TIPS creation remains a challenging procedure because it involves the successful passage of a needle from a point of origin (hepatic vein) to a target point (portal vein) through the liver substance [22]. A comprehensive knowledge of PV anatomy is critical for successful TIPS creations. In standard anatomy, the portal vein lies in a predictable position relative to the hepatic vein, accounting for high success rates [2]. However, in Type IIa and Type IIb variations, the puncture site of PV created during a TIPS placement may be smaller in caliber due to the altered spatial relationship between vessels, and therefore increases the difficulty for stent implantation.

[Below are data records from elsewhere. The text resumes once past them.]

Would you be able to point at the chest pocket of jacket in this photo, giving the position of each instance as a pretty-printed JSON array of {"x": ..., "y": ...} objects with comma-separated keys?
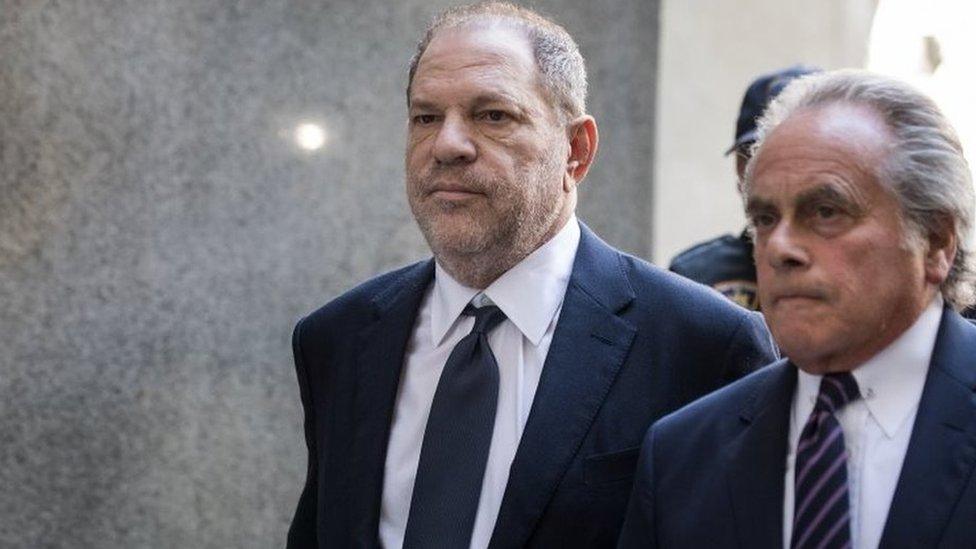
[{"x": 604, "y": 468}]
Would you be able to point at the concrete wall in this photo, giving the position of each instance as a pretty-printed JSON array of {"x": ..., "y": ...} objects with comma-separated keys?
[
  {"x": 710, "y": 50},
  {"x": 160, "y": 233}
]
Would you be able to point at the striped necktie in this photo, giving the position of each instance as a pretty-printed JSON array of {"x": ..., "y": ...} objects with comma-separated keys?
[{"x": 821, "y": 511}]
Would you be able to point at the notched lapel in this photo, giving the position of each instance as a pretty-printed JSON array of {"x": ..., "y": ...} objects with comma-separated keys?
[
  {"x": 381, "y": 349},
  {"x": 756, "y": 460},
  {"x": 589, "y": 345},
  {"x": 942, "y": 451}
]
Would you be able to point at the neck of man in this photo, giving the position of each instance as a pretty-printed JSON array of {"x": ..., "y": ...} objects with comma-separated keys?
[
  {"x": 478, "y": 270},
  {"x": 848, "y": 362}
]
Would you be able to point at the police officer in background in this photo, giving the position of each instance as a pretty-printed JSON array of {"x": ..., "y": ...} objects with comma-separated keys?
[{"x": 725, "y": 263}]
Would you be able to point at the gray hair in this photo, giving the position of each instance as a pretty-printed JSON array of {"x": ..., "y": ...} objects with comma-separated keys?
[
  {"x": 924, "y": 169},
  {"x": 562, "y": 71}
]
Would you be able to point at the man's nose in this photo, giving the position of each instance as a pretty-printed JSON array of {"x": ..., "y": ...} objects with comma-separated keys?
[
  {"x": 453, "y": 144},
  {"x": 784, "y": 247}
]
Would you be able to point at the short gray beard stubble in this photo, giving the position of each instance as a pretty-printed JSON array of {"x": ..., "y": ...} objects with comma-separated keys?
[{"x": 530, "y": 222}]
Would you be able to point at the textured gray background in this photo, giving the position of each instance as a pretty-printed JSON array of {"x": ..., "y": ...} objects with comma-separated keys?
[{"x": 160, "y": 234}]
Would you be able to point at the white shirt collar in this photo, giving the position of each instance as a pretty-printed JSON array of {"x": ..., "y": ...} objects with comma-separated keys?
[
  {"x": 891, "y": 381},
  {"x": 530, "y": 293}
]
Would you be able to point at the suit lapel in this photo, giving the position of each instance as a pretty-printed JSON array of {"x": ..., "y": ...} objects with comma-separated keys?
[
  {"x": 942, "y": 451},
  {"x": 756, "y": 459},
  {"x": 588, "y": 347},
  {"x": 381, "y": 347}
]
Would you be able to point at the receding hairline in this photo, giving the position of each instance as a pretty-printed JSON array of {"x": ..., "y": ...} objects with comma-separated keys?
[{"x": 481, "y": 23}]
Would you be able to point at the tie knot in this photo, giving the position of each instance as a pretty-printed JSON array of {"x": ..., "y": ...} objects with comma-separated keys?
[
  {"x": 485, "y": 318},
  {"x": 836, "y": 390}
]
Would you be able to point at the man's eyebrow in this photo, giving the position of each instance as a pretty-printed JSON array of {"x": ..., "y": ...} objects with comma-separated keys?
[
  {"x": 755, "y": 204},
  {"x": 827, "y": 192},
  {"x": 480, "y": 100}
]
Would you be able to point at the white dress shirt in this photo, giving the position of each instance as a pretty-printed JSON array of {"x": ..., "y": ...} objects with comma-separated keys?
[
  {"x": 876, "y": 427},
  {"x": 531, "y": 296}
]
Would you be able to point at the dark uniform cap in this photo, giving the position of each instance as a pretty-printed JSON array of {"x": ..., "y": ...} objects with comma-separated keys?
[{"x": 758, "y": 95}]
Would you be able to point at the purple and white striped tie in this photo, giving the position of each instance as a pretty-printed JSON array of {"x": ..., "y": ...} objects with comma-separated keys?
[{"x": 821, "y": 510}]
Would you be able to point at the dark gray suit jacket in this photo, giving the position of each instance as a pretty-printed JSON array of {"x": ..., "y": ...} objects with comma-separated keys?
[
  {"x": 711, "y": 475},
  {"x": 632, "y": 343}
]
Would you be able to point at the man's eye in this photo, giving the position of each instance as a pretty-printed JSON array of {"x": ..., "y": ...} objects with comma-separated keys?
[
  {"x": 762, "y": 221},
  {"x": 424, "y": 119},
  {"x": 495, "y": 116},
  {"x": 826, "y": 212}
]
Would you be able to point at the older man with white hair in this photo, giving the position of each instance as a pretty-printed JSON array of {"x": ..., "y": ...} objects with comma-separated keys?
[{"x": 865, "y": 434}]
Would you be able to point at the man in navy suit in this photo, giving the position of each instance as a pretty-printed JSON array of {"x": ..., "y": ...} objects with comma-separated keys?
[
  {"x": 865, "y": 434},
  {"x": 497, "y": 394}
]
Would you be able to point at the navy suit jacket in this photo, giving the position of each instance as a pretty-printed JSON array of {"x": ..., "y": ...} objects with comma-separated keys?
[
  {"x": 711, "y": 475},
  {"x": 632, "y": 343}
]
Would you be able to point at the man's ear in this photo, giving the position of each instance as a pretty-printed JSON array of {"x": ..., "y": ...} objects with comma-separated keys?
[
  {"x": 941, "y": 251},
  {"x": 583, "y": 138}
]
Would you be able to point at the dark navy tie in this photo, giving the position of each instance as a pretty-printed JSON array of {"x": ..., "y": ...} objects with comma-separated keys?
[
  {"x": 821, "y": 510},
  {"x": 456, "y": 442}
]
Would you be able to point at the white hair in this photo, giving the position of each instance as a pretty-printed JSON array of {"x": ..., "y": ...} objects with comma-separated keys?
[{"x": 924, "y": 169}]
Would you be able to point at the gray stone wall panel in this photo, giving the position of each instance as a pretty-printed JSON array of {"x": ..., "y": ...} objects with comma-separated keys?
[{"x": 160, "y": 234}]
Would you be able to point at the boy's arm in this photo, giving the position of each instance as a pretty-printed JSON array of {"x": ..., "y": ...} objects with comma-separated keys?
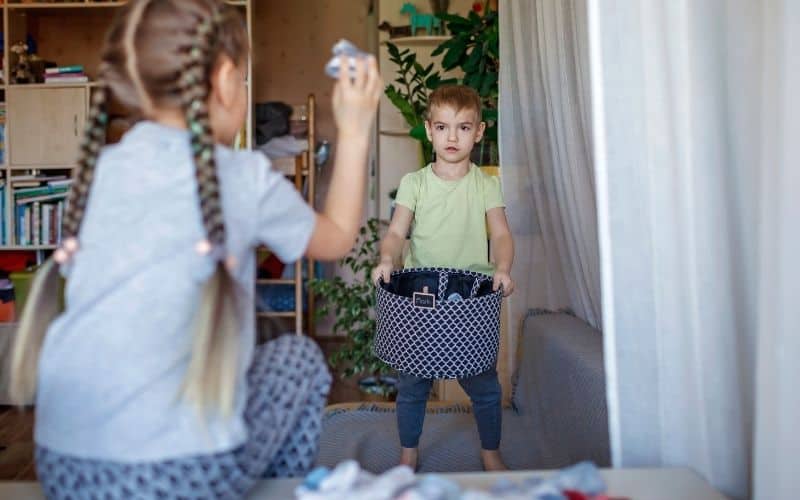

Awareness of PV variations is also crucial for accurate tumor localization as for the branching pattern of PVs and hepatic veins determines the segmental anatomy of liver.

Conclusion

In conclusion, variant PV anatomies are more commonly observed based on 3DVE than in previous reports using MDCT imaging alone. By providing a more comprehensive and intuitive description of liver segments and PV configurations, with better visualization than 2DCT, the 3DVT can demonstrate these variants in detail and is particularly important in accurate discrimination of the anatomy, especially among variations of the third-level branches (Type IV), parts of which have not been previously reported as PV subtypes. Awareness of PV variations is critically significant in performing safe and efficacious liver surgeries, such as portal vein embolization, liver resection, liver transplantation and TIPS creation. Knowledge of variant PV subtypes enables detection of PV variants during routine CT examination and can reduce iatrogenic morbidity and mortality.